Le travail et la laïcité, deux grosses pommes de discorde
L’un, Benoît Hamon, entend réenchanter un «futur désirable». L’autre, Manuel Valls, enraciner une société « du coeur et de la raison, sans créer d’illusions ». Ces deux approches se traduisent par des orientations souvent divergentes, on l’a constaté hier soir sur cinq sujets principaux. Le fossé entre les deux postulants s’élargissant essentiellement sur leur vision du travail et de la laïcité.
Travail, revenus
Benoît Hamon propose « un nouveau pilier à notre protection sociale », le fameux revenu universel, et veut réduire encore le temps de travail, jusqu’à 32 heures, payées 35. « La raréfaction du travail arrive, il vaut mieux commencer à anticiper cette réalité. » Il entend remédier à une situation actuelle où « explosent les souffrances liées au travail». Son revenu universel, qui pourrait aller jusqu’à 750 €, se concentrerait d’abord sur les 18-25 ans, sans conditions de ressources et coûterait, dit-il, «45 milliards d’euros», financés par un impôt sur le patrimoine et une taxe sur les robots, notamment.
Manuel Valls, lui, ne croit pas à la raréfaction du travail.

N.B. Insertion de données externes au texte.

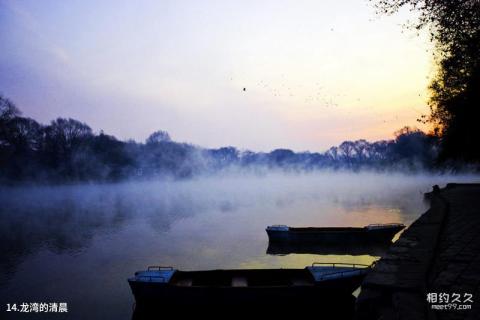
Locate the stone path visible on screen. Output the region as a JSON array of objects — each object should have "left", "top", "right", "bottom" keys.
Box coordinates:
[{"left": 356, "top": 184, "right": 480, "bottom": 320}]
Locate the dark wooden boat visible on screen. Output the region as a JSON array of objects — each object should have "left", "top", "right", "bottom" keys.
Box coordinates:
[
  {"left": 266, "top": 223, "right": 405, "bottom": 244},
  {"left": 267, "top": 241, "right": 391, "bottom": 257},
  {"left": 128, "top": 263, "right": 370, "bottom": 306}
]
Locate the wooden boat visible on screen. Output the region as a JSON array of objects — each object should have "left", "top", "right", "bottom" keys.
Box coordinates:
[
  {"left": 267, "top": 241, "right": 391, "bottom": 257},
  {"left": 128, "top": 263, "right": 370, "bottom": 306},
  {"left": 266, "top": 223, "right": 405, "bottom": 244}
]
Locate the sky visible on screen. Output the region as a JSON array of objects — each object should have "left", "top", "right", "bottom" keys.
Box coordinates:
[{"left": 0, "top": 0, "right": 434, "bottom": 151}]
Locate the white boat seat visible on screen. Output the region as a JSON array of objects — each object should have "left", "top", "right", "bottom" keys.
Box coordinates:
[
  {"left": 177, "top": 279, "right": 193, "bottom": 287},
  {"left": 232, "top": 277, "right": 248, "bottom": 287}
]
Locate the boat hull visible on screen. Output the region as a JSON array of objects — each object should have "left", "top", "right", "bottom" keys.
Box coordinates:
[
  {"left": 129, "top": 269, "right": 365, "bottom": 306},
  {"left": 266, "top": 226, "right": 404, "bottom": 245}
]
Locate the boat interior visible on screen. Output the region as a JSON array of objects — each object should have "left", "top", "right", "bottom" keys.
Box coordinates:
[{"left": 169, "top": 269, "right": 314, "bottom": 287}]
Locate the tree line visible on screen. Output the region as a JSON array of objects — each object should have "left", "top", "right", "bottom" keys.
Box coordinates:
[{"left": 0, "top": 96, "right": 450, "bottom": 184}]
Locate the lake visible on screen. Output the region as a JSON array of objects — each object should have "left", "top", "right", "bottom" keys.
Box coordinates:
[{"left": 0, "top": 172, "right": 478, "bottom": 319}]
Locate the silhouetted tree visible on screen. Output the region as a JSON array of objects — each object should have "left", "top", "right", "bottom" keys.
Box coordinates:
[{"left": 374, "top": 0, "right": 480, "bottom": 162}]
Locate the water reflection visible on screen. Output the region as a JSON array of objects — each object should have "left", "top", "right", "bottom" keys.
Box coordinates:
[{"left": 0, "top": 173, "right": 474, "bottom": 319}]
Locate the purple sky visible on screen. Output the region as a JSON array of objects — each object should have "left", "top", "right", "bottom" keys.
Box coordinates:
[{"left": 0, "top": 0, "right": 433, "bottom": 151}]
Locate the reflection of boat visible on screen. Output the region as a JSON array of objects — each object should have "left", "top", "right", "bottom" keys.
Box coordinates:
[
  {"left": 267, "top": 241, "right": 391, "bottom": 256},
  {"left": 128, "top": 263, "right": 370, "bottom": 306},
  {"left": 266, "top": 223, "right": 405, "bottom": 244}
]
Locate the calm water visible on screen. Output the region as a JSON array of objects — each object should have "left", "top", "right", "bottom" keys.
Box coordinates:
[{"left": 0, "top": 173, "right": 478, "bottom": 319}]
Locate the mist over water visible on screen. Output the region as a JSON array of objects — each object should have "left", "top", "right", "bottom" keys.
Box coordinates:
[{"left": 0, "top": 171, "right": 479, "bottom": 319}]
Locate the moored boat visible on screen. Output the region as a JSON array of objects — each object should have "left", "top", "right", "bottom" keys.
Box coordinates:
[
  {"left": 128, "top": 263, "right": 370, "bottom": 306},
  {"left": 267, "top": 241, "right": 390, "bottom": 257},
  {"left": 266, "top": 223, "right": 405, "bottom": 244}
]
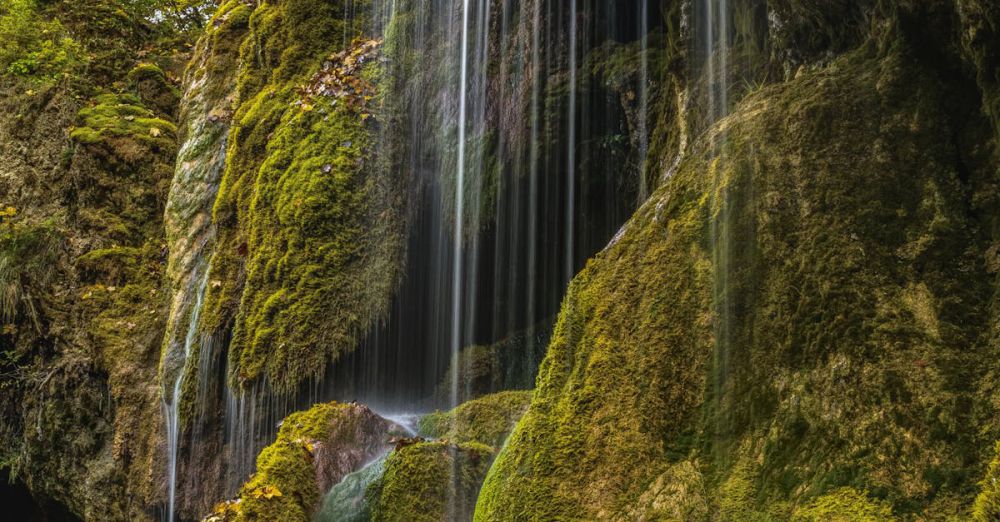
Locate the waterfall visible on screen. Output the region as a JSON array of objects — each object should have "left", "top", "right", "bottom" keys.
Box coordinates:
[
  {"left": 180, "top": 0, "right": 655, "bottom": 513},
  {"left": 451, "top": 0, "right": 469, "bottom": 405},
  {"left": 316, "top": 453, "right": 389, "bottom": 522},
  {"left": 563, "top": 0, "right": 577, "bottom": 281},
  {"left": 701, "top": 0, "right": 730, "bottom": 125},
  {"left": 163, "top": 266, "right": 210, "bottom": 522},
  {"left": 636, "top": 0, "right": 649, "bottom": 201}
]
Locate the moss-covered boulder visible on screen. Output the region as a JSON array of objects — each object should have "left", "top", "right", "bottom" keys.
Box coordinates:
[
  {"left": 476, "top": 4, "right": 997, "bottom": 520},
  {"left": 202, "top": 0, "right": 403, "bottom": 394},
  {"left": 972, "top": 442, "right": 1000, "bottom": 522},
  {"left": 365, "top": 442, "right": 493, "bottom": 522},
  {"left": 419, "top": 390, "right": 531, "bottom": 449},
  {"left": 205, "top": 402, "right": 404, "bottom": 522},
  {"left": 792, "top": 488, "right": 896, "bottom": 522}
]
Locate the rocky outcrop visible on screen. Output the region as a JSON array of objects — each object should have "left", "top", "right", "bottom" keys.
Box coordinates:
[
  {"left": 365, "top": 442, "right": 493, "bottom": 522},
  {"left": 476, "top": 3, "right": 998, "bottom": 520}
]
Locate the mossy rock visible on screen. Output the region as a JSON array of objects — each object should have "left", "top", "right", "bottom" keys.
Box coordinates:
[
  {"left": 419, "top": 390, "right": 531, "bottom": 449},
  {"left": 476, "top": 13, "right": 997, "bottom": 520},
  {"left": 434, "top": 323, "right": 552, "bottom": 405},
  {"left": 202, "top": 0, "right": 403, "bottom": 394},
  {"left": 791, "top": 488, "right": 896, "bottom": 522},
  {"left": 365, "top": 442, "right": 493, "bottom": 522},
  {"left": 205, "top": 402, "right": 403, "bottom": 522},
  {"left": 972, "top": 442, "right": 1000, "bottom": 522}
]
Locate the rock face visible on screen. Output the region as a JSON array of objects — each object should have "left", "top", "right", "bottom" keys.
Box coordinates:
[
  {"left": 419, "top": 390, "right": 531, "bottom": 449},
  {"left": 365, "top": 442, "right": 493, "bottom": 522},
  {"left": 203, "top": 0, "right": 405, "bottom": 395},
  {"left": 0, "top": 0, "right": 188, "bottom": 520},
  {"left": 476, "top": 2, "right": 1000, "bottom": 520},
  {"left": 206, "top": 403, "right": 405, "bottom": 521}
]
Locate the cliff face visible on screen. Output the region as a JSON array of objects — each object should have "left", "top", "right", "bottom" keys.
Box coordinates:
[
  {"left": 476, "top": 3, "right": 998, "bottom": 520},
  {"left": 0, "top": 0, "right": 1000, "bottom": 520},
  {"left": 0, "top": 0, "right": 187, "bottom": 519}
]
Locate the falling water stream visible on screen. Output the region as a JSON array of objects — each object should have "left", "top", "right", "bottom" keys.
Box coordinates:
[{"left": 164, "top": 0, "right": 659, "bottom": 522}]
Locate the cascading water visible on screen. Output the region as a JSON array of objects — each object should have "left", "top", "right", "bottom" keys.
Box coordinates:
[
  {"left": 168, "top": 0, "right": 656, "bottom": 517},
  {"left": 163, "top": 267, "right": 210, "bottom": 522}
]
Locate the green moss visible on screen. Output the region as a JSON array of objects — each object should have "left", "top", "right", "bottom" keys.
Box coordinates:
[
  {"left": 792, "top": 488, "right": 896, "bottom": 522},
  {"left": 216, "top": 402, "right": 350, "bottom": 522},
  {"left": 420, "top": 390, "right": 531, "bottom": 449},
  {"left": 0, "top": 216, "right": 65, "bottom": 332},
  {"left": 0, "top": 0, "right": 85, "bottom": 81},
  {"left": 476, "top": 18, "right": 996, "bottom": 520},
  {"left": 203, "top": 0, "right": 402, "bottom": 393},
  {"left": 76, "top": 246, "right": 143, "bottom": 282},
  {"left": 70, "top": 94, "right": 177, "bottom": 151},
  {"left": 434, "top": 322, "right": 552, "bottom": 404},
  {"left": 365, "top": 442, "right": 493, "bottom": 522},
  {"left": 972, "top": 442, "right": 1000, "bottom": 522},
  {"left": 208, "top": 402, "right": 393, "bottom": 522}
]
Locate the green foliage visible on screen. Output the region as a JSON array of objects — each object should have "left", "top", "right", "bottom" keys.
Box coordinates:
[
  {"left": 202, "top": 0, "right": 402, "bottom": 393},
  {"left": 792, "top": 488, "right": 896, "bottom": 522},
  {"left": 207, "top": 402, "right": 394, "bottom": 522},
  {"left": 0, "top": 0, "right": 85, "bottom": 79},
  {"left": 365, "top": 442, "right": 493, "bottom": 522},
  {"left": 420, "top": 390, "right": 531, "bottom": 449},
  {"left": 972, "top": 442, "right": 1000, "bottom": 522},
  {"left": 216, "top": 402, "right": 349, "bottom": 522},
  {"left": 70, "top": 94, "right": 177, "bottom": 153},
  {"left": 434, "top": 321, "right": 552, "bottom": 404},
  {"left": 476, "top": 21, "right": 997, "bottom": 520}
]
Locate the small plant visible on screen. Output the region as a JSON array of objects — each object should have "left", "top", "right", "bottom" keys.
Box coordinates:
[{"left": 0, "top": 0, "right": 83, "bottom": 80}]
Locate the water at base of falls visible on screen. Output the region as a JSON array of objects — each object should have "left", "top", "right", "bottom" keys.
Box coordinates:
[{"left": 315, "top": 452, "right": 389, "bottom": 522}]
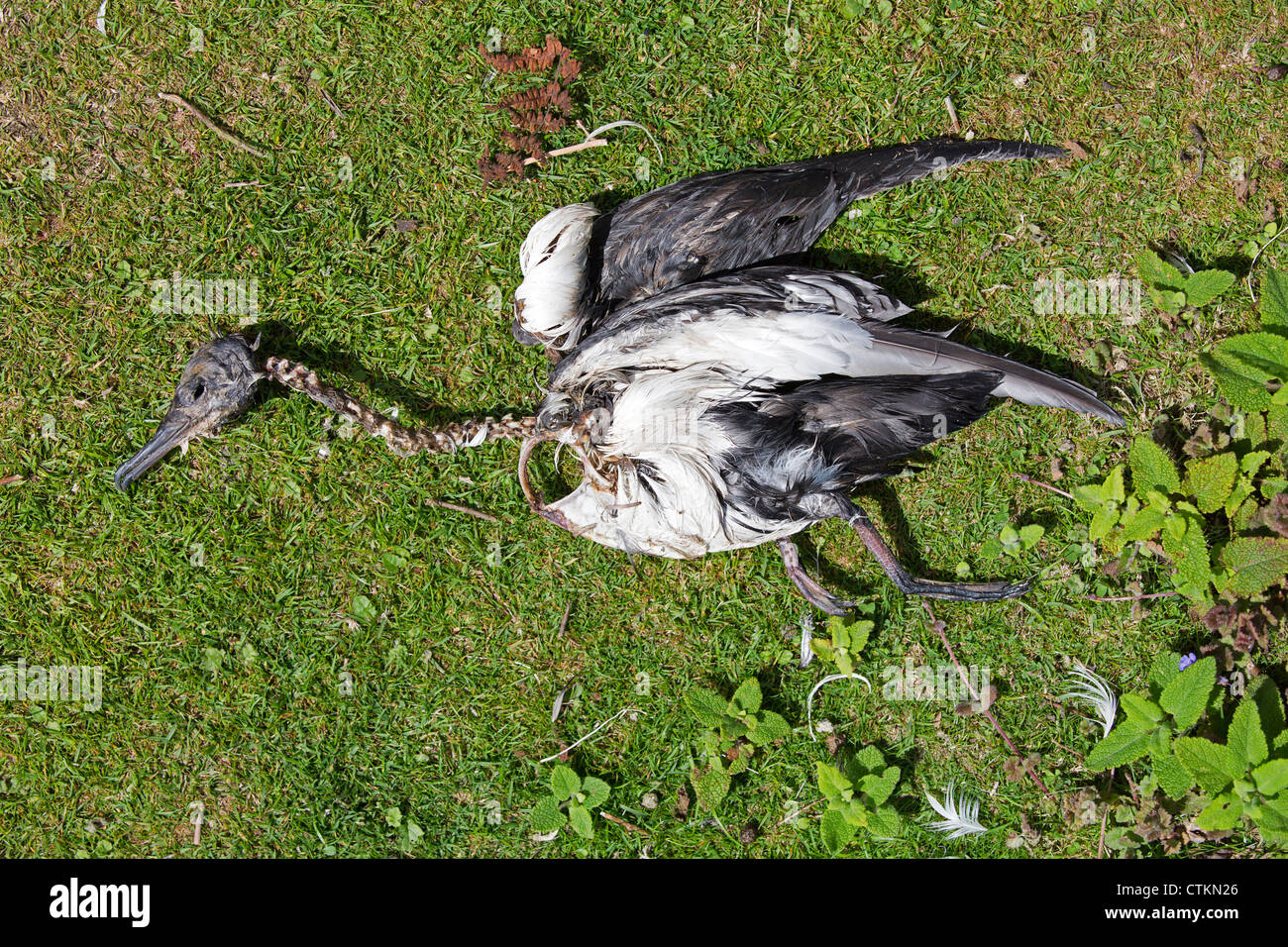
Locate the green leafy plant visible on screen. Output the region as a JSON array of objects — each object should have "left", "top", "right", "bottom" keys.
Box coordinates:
[
  {"left": 1087, "top": 653, "right": 1288, "bottom": 845},
  {"left": 808, "top": 614, "right": 876, "bottom": 676},
  {"left": 1073, "top": 268, "right": 1288, "bottom": 607},
  {"left": 531, "top": 766, "right": 612, "bottom": 839},
  {"left": 383, "top": 805, "right": 425, "bottom": 854},
  {"left": 979, "top": 523, "right": 1046, "bottom": 559},
  {"left": 684, "top": 678, "right": 791, "bottom": 811},
  {"left": 1136, "top": 253, "right": 1234, "bottom": 316},
  {"left": 816, "top": 746, "right": 903, "bottom": 854}
]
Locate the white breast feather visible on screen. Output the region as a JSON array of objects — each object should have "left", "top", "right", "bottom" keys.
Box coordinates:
[{"left": 514, "top": 204, "right": 599, "bottom": 349}]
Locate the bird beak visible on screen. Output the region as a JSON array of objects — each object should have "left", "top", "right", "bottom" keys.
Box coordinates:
[
  {"left": 113, "top": 333, "right": 265, "bottom": 492},
  {"left": 112, "top": 407, "right": 202, "bottom": 493}
]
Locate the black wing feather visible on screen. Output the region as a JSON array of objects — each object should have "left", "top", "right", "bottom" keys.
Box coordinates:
[{"left": 588, "top": 138, "right": 1065, "bottom": 309}]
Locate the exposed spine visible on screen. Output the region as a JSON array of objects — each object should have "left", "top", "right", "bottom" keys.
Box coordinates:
[{"left": 265, "top": 357, "right": 537, "bottom": 458}]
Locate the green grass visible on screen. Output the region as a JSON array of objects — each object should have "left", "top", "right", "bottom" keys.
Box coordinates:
[{"left": 0, "top": 0, "right": 1288, "bottom": 857}]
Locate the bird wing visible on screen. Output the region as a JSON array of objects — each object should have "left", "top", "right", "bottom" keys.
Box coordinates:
[
  {"left": 589, "top": 138, "right": 1065, "bottom": 309},
  {"left": 550, "top": 266, "right": 1122, "bottom": 425},
  {"left": 707, "top": 371, "right": 1002, "bottom": 520}
]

Il privilégie «une sécurité sociale professionnelle, qui permette à chacun de se former tout au long de sa vie et de se préparer à des nouveaux métiers ». Il veut aussi redonner du pouvoir d’achat en défiscalisant les heures supplémentaires. « Ce que les Français demandent, c’est de travailler davantage, d’être mieux formés pour affronter le marché de l’emploi. » Le revenu universel, à ses yeux, est « une abdication, une acceptation du chômage». Il préfère « un revenu décent, la possibilité de fusionner les minimas sociaux, à hauteur de 800 sous conditions de ressources et toujours en lien avec le travail. Moi, je suis le candidat de la feuille de paie ».
Le déficit public
Benoît Hamon estime que l’on peut faire davantage de déficit public et ne veut pas augmenter les impôts. « J’assume de dire que l’option politique que je propose aspire à plus de justice et à mieux rémunérer le travail. »
Manuel Valls se cabre et convoque un besoin de crédibilité : «Tout ce que propose Benoît Hamon n’est tout simplement pas possible sans augmentation des impôts.»
La laïcité
« Ce n’est pas un glaive, c’est un bouclier », dit à son propos Manuel Valls, «mais c’est un combat politique, il ne peut pas y avoir le moindre accommodement avec l’islam politique. Il ne faut aujourd’hui rien céder. Il faut aider les femmes qui veulent s’émanciper ». « La laïcité, ce n’est pas un dogme religieux, c’est la nécessité de vivre ensemble », nuance Benoît Hamon, reprenant une formule de François Hollande. « La loi de 1905 est une loi de liberté. Là où une femme décide librement de porter le voile islamique, quoi que nous en pensions, nous devons lui assurer cette liberté. Les musulmans ont le droit d’afficher leurs convictions. » Il propose par ailleurs un corps d’inspecteurs, chargés de lutter contre les discriminations, de toutes sortes.
La sécurité
Manuel Valls souhaite que « soient renforcés les contrôles aux frontières extérieures de l’Europe ».
Benoît Hamon aspire en priorité à « une meilleure coopération des services de renseignement européens ». Manuel Valls estime «nécessaire la prolongation de l’état d’urgence » , là où Benoît Hamon juge «qu’il n’est plus utile aujourd’hui et que l’état de droit suffit, des moyens ayant été donnés aux forces de police et de justice ».
Manuel Valls considère nécessaire pour la France de continuer à s’engager sur les théâtres extérieurs et veut, en conséquence, augmenter son budget de la Défense. Sa priorité porte sur «la construction d’une défense européenne, face à une alliance hypothétique des présidents russe et américain ». Sur ce point, Benoît Hamon veut lui aussi resserrer les rangs par «davantage de défense européenne», en faisant également en sorte que «les pays européens soient moins dépendants en matière énergétique, à travers la transition énergétique. »
L’écologie
Benoît Hamon veut lutter plus radicalement contre les perturbateurs endocriniens et les produits toxiques. Il reproche à Manuel Valls d’avoir toléré le rejet des boues rouges de l’usine Alteo de Gardanne. «Il faut être beaucoup plus ferme avec les lobbys industriels», martèle-t-il.
Manuel Valls entend instiller plus de cohérence pour faire prévaloir les droits de l’environnement, «en fusionnant notamment les ministères de l’Industrie et de l’Ecologie». Président, il poursuivrait le projet d’aéroport à Notre-Dame-des-Landes, « conformément au résultat du référendum qui l’a approuvé ». Benoît Hamon, lui, remettrait en cause ce projet, « dans l’impasse ».